Nürnberg Das Modehaus Rudolf Wöhrl will mit einer Sanierung in Eigenregie eine drohende Insolvenz verhindern. Die Hauptversammlung des Nürnberger Textilhandelsunternehmens mit knapp 2000 Mitarbeitern habe dafür ein sogenanntes Schutzschirmverfahren beschlossen, teilte die Rudolf Wöhrl AG in der Nacht zum Dienstag mit: „Ziel ist es, die Wöhrl Gruppe als Ganzes zu erhalten und nachhaltig in die Profitabilität zurückzuführen.“ Das Unternehmen hat nun drei Monate Zeit für einen Sanierungsplan.

Zudem sucht Wöhrl nach einem Investor. Die Eigentümerfamilie habe ihre Bereitschaft zu einer unternehmerischen Partnerschaft erklärt, hieß es – gegebenenfalls auch als Minderheitsgesellschafter. Das operative Geschäft an den 34 Standorten der Gruppe in Ost- und Süddeutschland soll zunächst ohne Einschränkungen weiterlaufen. Defizitäre Filialen ohne Wachstumspotenzial sollen aber geschlossen und ein Online-Shop aufgebaut werden. Welche Filialen betroffen sind, sei noch unklar, sagte Unternehmenssprecher Frank Elsner.

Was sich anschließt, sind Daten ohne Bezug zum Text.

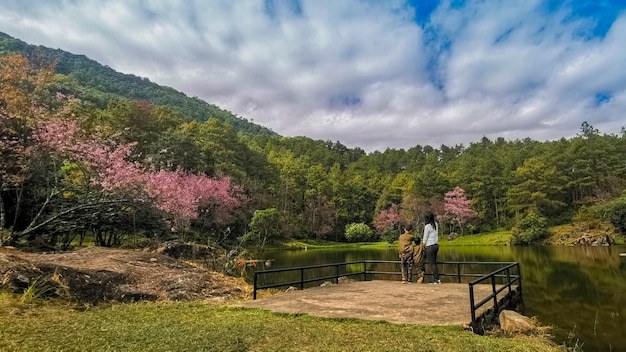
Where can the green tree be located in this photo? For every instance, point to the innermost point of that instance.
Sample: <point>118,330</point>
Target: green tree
<point>529,229</point>
<point>537,188</point>
<point>264,227</point>
<point>359,232</point>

Zudem soll die Verwaltung am Standort Nürnberg, die in der Branche als überdimensioniert gilt, umziehen und verkleinert werden. Wie sich die Maßnahmen auf die Mitarbeiterzahl auswirken, ist ebenfalls noch nicht bekannt. Klar sei aber: „Es wird zu Veränderungen kommen. Und es wird auch zu Einschnitten beim Personal führen.“

Das Schutzschirmverfahren schützt in die Krise geratene Unternehmen vor dem Zugriff der Gläubiger, ohne dass die Betriebe bereits Insolvenz anmelden müssen. Die Geschäftsführung kann das Unternehmen weiter lenken und selbstständig sanieren. Ihr wird allerdings ein Anwalt als Sachwalter und externer Berater zur Seite gestellt.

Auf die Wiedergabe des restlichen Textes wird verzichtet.